A few thoughts following the last blog post. These thoughts actually started off as a thread of tweets but realised they could and probably should be a blog post. I have extended it a little too.
a) My relationship with The Lord is solid. It really is, I know some people are gonna find that hard to believe, but all I can do is tell you, it is. I also know some people will believe I have been deceived. To which I refer you to point b
b) I believe if I was truly wrong the Holy Spirit has the power to firstly tell me. I am open to their voice, and actively seek it day and night. And secondly to lead me the right way. I’m not sure what else I can do.
c) I am the same person You always knew and (hopefully) loved. I have not changed. My personality is still the same.
d) Possibly an unpopular opinion, but I recognise some people can hide and suppress their feelings and attraction and can do it well and it doesn’t bother them. That’s not me though, I can not. I’d self destruct and I know it.
e) I have to live with myself when there’s no one around, and I couldn’t do that if I was always hiding something and looking over my shoulder. I just couldn’t, it would kill me. I’m see-through. Always have been and clearly always will be.
f) I have not ‘acted’ (however you interpret that) on anything yet, and it remains to be seen whether I shall or not… Does this mean I don’t really know if I am or not? No. It’s doesn’t. Hours of therapy have established that.
g) If you believe I am wrong, this hurdle doesn’t have to mean our friendship is ended. This hurdle can be got over, without accusations, judgements or awkwardness. Should my sexuality really cause a distance between us when it never has before? Is it even worth thinking about?
h) Yes I am worried. Worried about a lot of things. People the most, I guess. I don’t wish to upset or disappoint anyone, and I know that I probably have. But my other options I know would lead me to a very dark place mentally so… partly this is a survival thing for me…

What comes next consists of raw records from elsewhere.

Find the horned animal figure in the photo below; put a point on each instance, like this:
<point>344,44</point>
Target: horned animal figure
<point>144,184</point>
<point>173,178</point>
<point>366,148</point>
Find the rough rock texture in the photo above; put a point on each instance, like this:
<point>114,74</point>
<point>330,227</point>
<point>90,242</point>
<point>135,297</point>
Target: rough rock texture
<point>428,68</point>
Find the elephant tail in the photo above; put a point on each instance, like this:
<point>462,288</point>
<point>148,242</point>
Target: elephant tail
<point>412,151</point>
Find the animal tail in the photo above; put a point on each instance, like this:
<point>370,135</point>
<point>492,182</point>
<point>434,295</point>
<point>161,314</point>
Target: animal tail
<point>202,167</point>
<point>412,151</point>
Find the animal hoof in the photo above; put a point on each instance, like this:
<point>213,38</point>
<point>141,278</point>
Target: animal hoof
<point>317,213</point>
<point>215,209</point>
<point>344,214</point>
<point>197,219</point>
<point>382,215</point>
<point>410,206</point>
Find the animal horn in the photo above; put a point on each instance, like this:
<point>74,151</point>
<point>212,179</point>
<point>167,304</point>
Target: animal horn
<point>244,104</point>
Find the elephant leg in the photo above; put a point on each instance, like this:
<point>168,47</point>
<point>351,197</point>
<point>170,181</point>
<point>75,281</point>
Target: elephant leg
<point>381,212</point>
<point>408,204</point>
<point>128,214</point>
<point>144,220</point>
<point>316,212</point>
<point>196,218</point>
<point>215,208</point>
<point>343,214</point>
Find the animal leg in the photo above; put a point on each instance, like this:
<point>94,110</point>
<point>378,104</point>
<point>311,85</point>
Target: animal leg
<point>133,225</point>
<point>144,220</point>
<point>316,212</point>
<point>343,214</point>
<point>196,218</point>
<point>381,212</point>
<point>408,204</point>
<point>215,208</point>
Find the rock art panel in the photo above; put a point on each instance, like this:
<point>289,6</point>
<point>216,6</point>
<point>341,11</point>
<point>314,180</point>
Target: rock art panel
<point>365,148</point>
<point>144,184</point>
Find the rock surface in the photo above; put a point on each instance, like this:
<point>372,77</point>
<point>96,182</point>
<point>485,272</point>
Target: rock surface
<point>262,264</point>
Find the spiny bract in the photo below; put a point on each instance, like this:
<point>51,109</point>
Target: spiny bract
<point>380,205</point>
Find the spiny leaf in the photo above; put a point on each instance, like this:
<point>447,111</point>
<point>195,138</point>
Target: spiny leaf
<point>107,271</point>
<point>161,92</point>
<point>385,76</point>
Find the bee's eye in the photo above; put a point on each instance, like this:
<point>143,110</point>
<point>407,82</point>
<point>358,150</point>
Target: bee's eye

i) My mum due to a myriad of reason drank herself to death, my sister lost her life to suicide, I can not afford to play fast and loose with my mental well being. I just have to do what I have to do, and at this moment this is a part of it.
j) If a theology you hold causes you and/or others so much angst and turmoil surely there has to be something about that theology that needs thinking through and praying and discerning again?
k) Yes, I worry about John and his memory and whether I am tarnishing it, but as my therapist says to me over and over again, nothing can take away from our marriage and what we had together. It will remain how it was no matter what happens. The fact is we had a happy marriage and loved each other very deeply. I loved being married, and I loved John with every inch of my being. Nothing can change that. Ever. I loved that period of my life, it was wonderful. All of it. John, Marriage, our home, our church, our friends.
l) People have been very quiet about this, and I understand that. I know people don’t know how to respond as I didn’t know how to respond to myself for a long time. The cognitive dissonance I faced of pining for John and liking someone else, let alone someone of the same gender as me was absolutely head and heart wrecking. I had to make some peace with it, or else I think I actually might have lost my mind and I’m deadly serious about that.
m) As mentioned in the post I thought this might be the thing that breaks me completely, and for a while I genuinely did. I sat in church for hours, wishing it would all go away (again) and not wanting to have to face it, but I know in my heart of hearts if I skulked out of it, it would just come back around again like it keeps doing. I don’t have the emotional energy to keep going over the same thing. Let’s just face it now, then it’s done. I don’t have to worry about it anymore and I CANNOT tell you the relief of that.
I still love the Lord, I still love you. Surely those are the main things to focus on, no? I’m just trying to do my best, and live as integral to God, myself and everyone else as I can be. It most certainly is not my intention to disappoint or upset anyone. Ok, I’m done. That’s it, that’s all of it.